/movie-reviews-spd

Detecting sentiment polarity in movie reviews using word embeddings, Word Sense Disambiguation and sense representations.

Primary LanguageJupyter Notebook

Sentiment Polarity Detection using Word Sense Disambiguation

The text classification task Sentiment Analysis (SA) is concerned with automatically identifying emotions and opinions in texts [1]. The goal of one of its tasks, Sentiment Polarity Detection (SPD) is to classify texts into those that carry positive and those that carry negative emotions. SPD relies on Machine Learning (ML) methods, both supervised and unsupervised, which are trained on corpora of texts that are categorized as either positive or negative. Also, Natural Language Processing (NLP) techniques, such as Bag-of-Words, TF-IDF, Part-of-Speech and n-grams can be used as features for an ML model to predict the polarity. One of those techniques is word representations such as word embeddings and those more advanced such as contextualized and sense embeddings.

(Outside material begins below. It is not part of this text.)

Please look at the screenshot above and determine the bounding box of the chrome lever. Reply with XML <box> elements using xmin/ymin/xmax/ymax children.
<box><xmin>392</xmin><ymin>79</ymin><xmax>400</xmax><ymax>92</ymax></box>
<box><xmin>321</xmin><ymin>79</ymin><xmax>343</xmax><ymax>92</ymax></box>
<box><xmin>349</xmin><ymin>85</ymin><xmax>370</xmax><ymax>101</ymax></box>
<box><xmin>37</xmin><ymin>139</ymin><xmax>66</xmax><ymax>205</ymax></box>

In this notebook, we will explore (deep) neural network models that have recently gained immense popularity as a method to obtain word and text representations. These models employ low dimensional vectors (embeddings), trained on large corpora. Word embeddings have proven to preserve semantic information of words, the most famous models being Word2Vec [2], GloVe [3] and FastText [4]. Usually, sentences and short texts are represented as the average of their corresponding word representations.

Even though word embeddings gained quite popularity in practice, there still exists the inherited problem of polysemy since word embeddings do not completely represent the word meaning. Word embeddings capture one meaning per word, i.e. a word gets assigned a single embedding, even if that word is polysemous (ex. mouse the animal, computer mouse). Consequently, using word embeddings to represent sentences could also suffer from the same drawback. Due to the complexity of the problem, our main focus, for now, will be on the average of representations of sentence words and their senses as a feature to be fed to the ML model.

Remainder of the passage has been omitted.